La birra esiste da 6000 anni ma l’impiego di luppolo è relativamente recente, si hanno notizie del suo impiego solo negli ultimi 500 anni. Il luppolo è una pianta rampicante della famiglia delle Cannabaceae responsabile non soltanto dell’amaro, ma anche di sapore ed aroma, presenta anche importanti doti antibatteriche e conservanti. Oggi esistono centinaia di varietà di luppolo, ognuna con un proprio effetto complessivo e nuove ed intriganti varietà vengono introdotte sul mercato ogni anno. La ricerca e la selezione di luppoli è una delle parti più divertenti ed appaganti dell’intero processo produttivo. Questa pianta, opportunamente dosata, è in grado di portare alla birra aromi e sapori erbacei, resinosi, fruttati, floreali.

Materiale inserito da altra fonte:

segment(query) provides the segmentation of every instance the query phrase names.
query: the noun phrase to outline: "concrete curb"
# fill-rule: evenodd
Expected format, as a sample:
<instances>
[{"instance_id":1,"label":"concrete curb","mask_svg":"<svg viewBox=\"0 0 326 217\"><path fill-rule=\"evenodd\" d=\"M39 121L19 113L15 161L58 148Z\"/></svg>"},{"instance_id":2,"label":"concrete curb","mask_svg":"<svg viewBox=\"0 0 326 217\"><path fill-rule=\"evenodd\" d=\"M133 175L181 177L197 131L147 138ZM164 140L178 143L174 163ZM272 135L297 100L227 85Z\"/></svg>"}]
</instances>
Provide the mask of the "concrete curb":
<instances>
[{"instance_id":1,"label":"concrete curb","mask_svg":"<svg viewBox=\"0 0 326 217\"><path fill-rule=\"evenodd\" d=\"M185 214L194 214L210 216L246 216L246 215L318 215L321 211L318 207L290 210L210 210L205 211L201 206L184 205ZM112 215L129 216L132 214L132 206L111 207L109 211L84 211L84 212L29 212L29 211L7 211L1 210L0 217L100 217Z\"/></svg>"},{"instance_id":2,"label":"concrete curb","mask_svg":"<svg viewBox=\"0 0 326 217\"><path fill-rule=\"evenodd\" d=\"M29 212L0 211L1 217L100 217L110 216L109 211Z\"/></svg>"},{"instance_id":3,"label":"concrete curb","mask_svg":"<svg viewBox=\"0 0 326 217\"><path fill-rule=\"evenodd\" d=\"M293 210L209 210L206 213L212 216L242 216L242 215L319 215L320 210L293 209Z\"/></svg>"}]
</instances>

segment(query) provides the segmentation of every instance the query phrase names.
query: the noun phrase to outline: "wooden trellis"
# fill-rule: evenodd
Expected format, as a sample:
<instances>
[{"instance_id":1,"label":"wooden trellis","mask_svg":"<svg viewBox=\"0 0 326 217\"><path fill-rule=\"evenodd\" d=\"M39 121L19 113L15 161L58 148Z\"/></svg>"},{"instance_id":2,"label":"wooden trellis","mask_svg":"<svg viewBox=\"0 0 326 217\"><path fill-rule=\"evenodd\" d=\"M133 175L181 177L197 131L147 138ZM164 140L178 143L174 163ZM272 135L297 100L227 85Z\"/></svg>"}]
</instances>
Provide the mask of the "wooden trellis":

In particolare i luppoli che utilizziamo nelle nostre birre, provengono dagli Stati Uniti e dal nord Europa; i primi sono unici per i sentori citrici e tropicali, i secondi per la loro pulizia ed eleganza.

Acqua

L’acqua è un elemento che da solo, rappresenta circa il 90% della birra, quindi la sua importanza è tutt’altro che trascurabile. La chimica dell’acqua, o meglio i sali disciolti in essa, contribuiscono ad accentuare determinati sapori ed aromi, ma anche gusti indesiderati. Acque dure si prestano bene per produrre determinate tipologie di birre come Stout, Porter, etc, acque più dolci sono perfette per altri stili di birra come le Pilsner o le Lager. Appare ovvio quindi che un attenta analisi dei sali, sia essenziale per produrre una birra di qualità. In passato, l’acqua di determinate zone ha fatto la felicità del birrificio che sorgeva nei pressi della sorgente stessa. Oggi grazie alla tecnologia, questo è un aspetto secondario in quanto possiamo trattare l’acqua aggiungendo e togliendo sali, in maniera da creare il mix preferito. Attualmente utilizziamo un acqua di sorgente del nostro appenino marchigiano, in particolare l’acqua del Monte Nerone, perfetta per produrre le tipologie di birra che realizziamo. Le nostre ricette si basano e si baseranno sempre sulla chimica dell’acqua e sulle sue variazioni.

Lievito

I microrganismi presenti nel lievito sono i veri responsabili della trasformazione del mosto in birra, in seguito alla conversione degli zuccheri in alcool e anidride carbonica. Anche il lievito contribuisce al gusto e agli aromi della birra, in quanto esistono molte varietà, ognuna con il proprio profilo specifico. Esistono birrifici che “custodiscono” gelosamente il proprio lievito, in quanto responsabile del carattere unico della birra. E’ uno dei pochi ingredienti che si può riutilizzare, anche se un suo utilizzo ripetuto nel tempo, porterà ad un inevitabile cambiamento del suo carattere tipico in quanto le condizioni di fermentazione, di raccolta e conservazione eserciteranno delle “naturali” selezioni all’interno delle famiglie del ceppo stesso. I nostri lieviti sono conservati in un laboratorio di analisi chimiche. Per ogni nuova produzione utilizziamo del freschissimo lievito riprodotto e propagato dalla stessa sorgente ogni volta, questo per evitare qualsiasi tipo di mutamento.